In two separate incidents, journalists in Indonesia have been attacked by local police. On December 1, Topilus B Tebai, editor of majalahselangkah.com, was covering the preparations to commemorate the declaration of West Papua independence in Nabire in West Papua. Topilus was taking pictures of police vehicle inspections at the Heroes Cemetery. A police officer, allegedly claiming to be a police leader, kept distracting Topilus. Shortly after two other officers came over to Topilus and stopped him, asking for his camera. The officers continued to question Topilus and one officer tried to kick the journalist. Topilus told the officers he was a journalist and showed his press card, however the officers then started yelling and demanded to speak with the editor-in-chief of majalahselangkah.com. Topilus protested against the officers’ actions, telling them that they were violating Indonesia’s press law. Officers told Topilus to delete the photos and that he shouldn’t be photographing the police operations. Five more officers approached Topilus and forcibly removed his camera. Police officers then kicked Topilus and forcibly removed him from the Heroes Cemetery.

In the second incident on the same day in Jakarta, Archicco Guilianno of ABC Australia and Step Vaessen of Al Jazeera were covering a rally organized by Papuan students in Jakarta when they were attacked and intimidated by local police. According to AJI police asked Guilianno to erase her footage of the rally, however when she didn’t immediately comply but identified herself as a journalist, she was beaten by an officer. Vaessen recorded the incident and was then requested by police to delete the footage, when she didn’t comply police forcibly removed the footage.

Read more here.

13. French journalist harassed in China, press card denied

French journalist, Ursula Gauthier, who was the China correspondent for French magazine, Le Nouvel Observateur (L’Obs), was harassed following an article she published in November 2015, regarding alleged human rights violations in Xinjiang. Following the article, on November 20, the Global Times published an editorial which said that Gauthier, was ‘seriously distorting the reality of Xinjing’, ‘bias’ and ‘lost the basis of common sense’ following an article she published on November 18.

Following the editorial, Gauthier received widespread criticism and harassment on social media.

She was forced the meet with government officials, who demanded an official apology. Gauthier refused to apologise and in late-December the government announced that her press card would not be renewed.

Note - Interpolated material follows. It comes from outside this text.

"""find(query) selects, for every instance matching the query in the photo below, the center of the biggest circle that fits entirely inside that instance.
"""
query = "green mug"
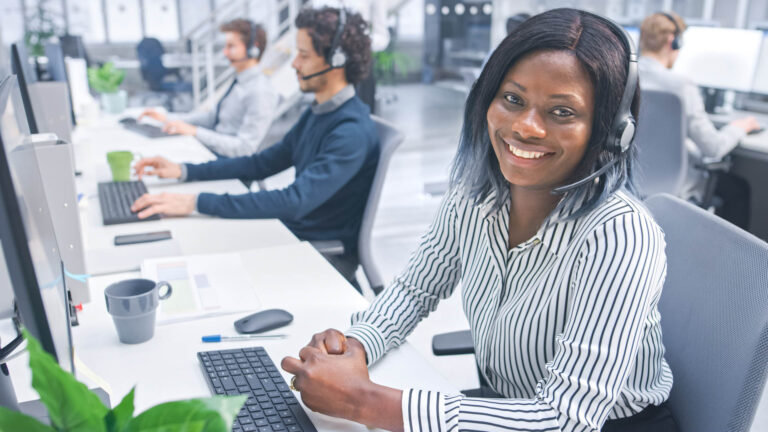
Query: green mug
(120, 164)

On December 31, Gauthier left China.

Read more here and in the 2015 China Press Freedom Report.

14. Indonesia denies visa to foreign journalist

Indonesia refused to issue a media visa to a French journalist who produced a documentary about alleged state-sponsored human rights abuses in the easternmost Papuan provinces. Cyril Payen, a Bangkok-based reporter for France 24 television, received notice of the denial from Indonesia’s Ministry of Foreign Affairs, which did not give a reason. Payen spent a week reporting in Papua in July, two months after President Joko Widodo announced that his government would allow foreign journalists unrestricted access to the region. It is home to a low-level secessionist movement and one of the world’s largest gold and copper mines.